HOMILIA DO NATAL: “O Verbo se fez carne e habitou entre nós”
“Não temais, porque vos anuncio uma grande alegria para todo o povo: nasceu-vos hoje, na cidade de Davi, um Salvador que é Cristo Senhor. Isto vos servirá de sinal: encontrareis um menino recém-nascido, envolto em pano e deitado numa manjedoura”. Estas palavras do anjo direcionadas aos pastores do campo que são atestadas pelo evangelista São Lucas, tornam-se o cerne da Eucaristia hodierna. Todos nós nos encontrávamos durante essas semanas do Advento em preparação para esta grande solenidade da manifestação cabal de Deus, que vem até nós de modo simples e humilde.
O Senhor assumiu nossa humanidade, assumiu nossa gradualidade, assumiu a espera, assumiu a aprendizagem.
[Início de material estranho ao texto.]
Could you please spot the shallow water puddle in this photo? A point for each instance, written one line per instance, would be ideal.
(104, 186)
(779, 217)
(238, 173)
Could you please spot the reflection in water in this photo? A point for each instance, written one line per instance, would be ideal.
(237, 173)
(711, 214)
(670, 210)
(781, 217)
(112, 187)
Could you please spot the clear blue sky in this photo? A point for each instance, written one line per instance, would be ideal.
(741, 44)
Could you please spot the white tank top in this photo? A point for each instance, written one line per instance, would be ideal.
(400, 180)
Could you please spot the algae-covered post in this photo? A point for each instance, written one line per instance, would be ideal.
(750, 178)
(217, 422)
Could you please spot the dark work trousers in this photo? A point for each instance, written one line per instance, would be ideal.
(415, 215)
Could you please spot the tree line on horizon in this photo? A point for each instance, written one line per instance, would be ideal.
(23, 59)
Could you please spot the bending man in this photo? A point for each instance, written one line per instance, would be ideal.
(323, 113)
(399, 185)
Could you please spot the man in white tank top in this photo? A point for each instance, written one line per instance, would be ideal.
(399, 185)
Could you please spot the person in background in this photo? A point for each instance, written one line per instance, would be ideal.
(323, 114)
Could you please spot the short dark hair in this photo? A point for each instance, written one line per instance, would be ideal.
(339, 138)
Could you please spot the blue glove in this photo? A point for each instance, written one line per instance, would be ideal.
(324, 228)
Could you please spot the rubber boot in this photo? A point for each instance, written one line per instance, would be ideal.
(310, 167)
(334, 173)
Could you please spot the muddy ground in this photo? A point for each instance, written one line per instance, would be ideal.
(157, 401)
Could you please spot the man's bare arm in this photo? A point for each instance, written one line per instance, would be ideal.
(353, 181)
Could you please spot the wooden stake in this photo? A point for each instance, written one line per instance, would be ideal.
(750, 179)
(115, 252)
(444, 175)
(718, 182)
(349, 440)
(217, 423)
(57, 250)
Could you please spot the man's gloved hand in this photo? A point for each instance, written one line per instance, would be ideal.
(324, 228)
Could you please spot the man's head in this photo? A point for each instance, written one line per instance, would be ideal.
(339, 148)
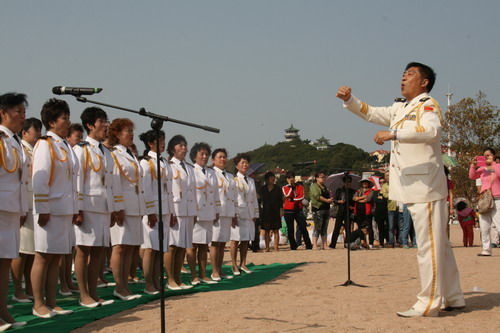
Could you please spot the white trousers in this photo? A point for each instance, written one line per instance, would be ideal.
(439, 278)
(486, 221)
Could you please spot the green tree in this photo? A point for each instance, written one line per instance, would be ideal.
(471, 125)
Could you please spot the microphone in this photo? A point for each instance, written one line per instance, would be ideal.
(304, 163)
(75, 91)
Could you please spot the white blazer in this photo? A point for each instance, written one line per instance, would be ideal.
(183, 188)
(149, 169)
(95, 177)
(54, 176)
(416, 164)
(248, 206)
(14, 173)
(207, 194)
(129, 186)
(226, 188)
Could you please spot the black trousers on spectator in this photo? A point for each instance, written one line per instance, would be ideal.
(381, 218)
(301, 225)
(340, 222)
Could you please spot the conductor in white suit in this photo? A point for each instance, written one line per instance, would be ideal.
(418, 180)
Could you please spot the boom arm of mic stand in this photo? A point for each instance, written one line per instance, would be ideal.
(143, 112)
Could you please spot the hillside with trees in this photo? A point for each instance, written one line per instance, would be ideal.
(333, 159)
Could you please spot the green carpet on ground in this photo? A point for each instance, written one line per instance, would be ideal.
(83, 316)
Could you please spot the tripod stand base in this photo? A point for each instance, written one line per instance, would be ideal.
(351, 283)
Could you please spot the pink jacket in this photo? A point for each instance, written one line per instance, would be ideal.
(486, 178)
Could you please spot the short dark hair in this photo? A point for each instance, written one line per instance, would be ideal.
(199, 146)
(9, 100)
(176, 139)
(219, 150)
(52, 110)
(490, 149)
(29, 123)
(268, 175)
(90, 115)
(75, 127)
(150, 137)
(316, 175)
(461, 206)
(426, 72)
(116, 126)
(346, 178)
(241, 156)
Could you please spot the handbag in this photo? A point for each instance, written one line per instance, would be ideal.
(485, 202)
(334, 210)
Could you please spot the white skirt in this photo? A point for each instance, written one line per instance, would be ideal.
(202, 232)
(56, 236)
(28, 235)
(181, 234)
(94, 231)
(129, 233)
(244, 231)
(151, 240)
(221, 230)
(9, 235)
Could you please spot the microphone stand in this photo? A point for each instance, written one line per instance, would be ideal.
(348, 282)
(156, 125)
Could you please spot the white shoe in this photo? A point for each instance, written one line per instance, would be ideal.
(208, 281)
(65, 293)
(19, 324)
(62, 312)
(5, 326)
(45, 316)
(107, 302)
(123, 298)
(21, 300)
(173, 288)
(215, 279)
(412, 313)
(91, 305)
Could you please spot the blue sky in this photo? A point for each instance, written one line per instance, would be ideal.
(250, 68)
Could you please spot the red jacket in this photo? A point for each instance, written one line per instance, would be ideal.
(292, 197)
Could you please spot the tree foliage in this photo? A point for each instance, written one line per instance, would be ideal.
(471, 125)
(335, 158)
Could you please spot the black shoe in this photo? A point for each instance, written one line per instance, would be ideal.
(453, 308)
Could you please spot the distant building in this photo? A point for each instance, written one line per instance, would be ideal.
(291, 134)
(380, 154)
(322, 143)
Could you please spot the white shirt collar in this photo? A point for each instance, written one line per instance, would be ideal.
(7, 131)
(92, 141)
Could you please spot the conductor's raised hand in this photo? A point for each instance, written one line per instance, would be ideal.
(381, 136)
(344, 93)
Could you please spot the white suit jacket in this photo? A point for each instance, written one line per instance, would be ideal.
(248, 206)
(183, 188)
(129, 186)
(95, 177)
(54, 176)
(226, 187)
(207, 194)
(149, 167)
(14, 173)
(416, 164)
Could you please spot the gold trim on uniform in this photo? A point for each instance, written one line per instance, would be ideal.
(433, 252)
(364, 108)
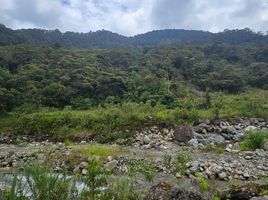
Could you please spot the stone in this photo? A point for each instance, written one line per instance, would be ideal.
(164, 191)
(238, 136)
(178, 175)
(84, 172)
(216, 139)
(222, 175)
(193, 142)
(111, 165)
(76, 170)
(250, 128)
(183, 133)
(231, 130)
(265, 146)
(260, 198)
(208, 172)
(83, 165)
(146, 140)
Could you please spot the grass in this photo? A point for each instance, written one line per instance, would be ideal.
(41, 184)
(112, 122)
(219, 150)
(101, 151)
(254, 140)
(210, 148)
(181, 159)
(203, 185)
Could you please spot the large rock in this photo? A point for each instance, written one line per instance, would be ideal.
(216, 139)
(183, 133)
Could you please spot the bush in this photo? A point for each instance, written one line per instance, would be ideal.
(182, 157)
(254, 140)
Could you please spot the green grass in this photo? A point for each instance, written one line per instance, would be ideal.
(109, 123)
(41, 184)
(254, 140)
(100, 151)
(203, 185)
(181, 159)
(219, 150)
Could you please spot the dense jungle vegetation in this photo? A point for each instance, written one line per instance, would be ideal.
(52, 89)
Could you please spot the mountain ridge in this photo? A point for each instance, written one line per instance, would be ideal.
(108, 39)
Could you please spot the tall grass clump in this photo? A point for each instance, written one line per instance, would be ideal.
(254, 140)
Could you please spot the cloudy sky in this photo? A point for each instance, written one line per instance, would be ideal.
(130, 17)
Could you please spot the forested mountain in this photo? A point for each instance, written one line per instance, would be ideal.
(106, 39)
(57, 77)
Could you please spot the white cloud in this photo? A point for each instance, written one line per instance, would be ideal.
(130, 17)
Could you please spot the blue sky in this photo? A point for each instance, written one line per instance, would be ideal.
(130, 17)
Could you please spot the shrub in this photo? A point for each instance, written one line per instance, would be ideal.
(122, 189)
(182, 157)
(254, 140)
(219, 150)
(203, 185)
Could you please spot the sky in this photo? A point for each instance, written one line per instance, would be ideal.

Ele, o Eterno, rompe a eternidade e fecunda a temporalidade, assumindo a nossa realidade humana exceto o pecado, uma vez que o pecado é a desumanização do homem e da mulher. Não encontramos Deus em um berço de ouro, ornado, rodeado de fausto, mas o encontramos humildemente numa manjedoura, e,” mesmo sem dizer nada, deu-nos uma lição, como se irrompesse num forte grito: que aprendamos a tornar-nos ricos nele que se fez pobre por nós; que busquemos nele a liberdade, tendo Ele mesmo assumido por nós a condição de servo; que entremos na posse do céu, tendo Ele por nós surgido da terra” (Santo Agostinho).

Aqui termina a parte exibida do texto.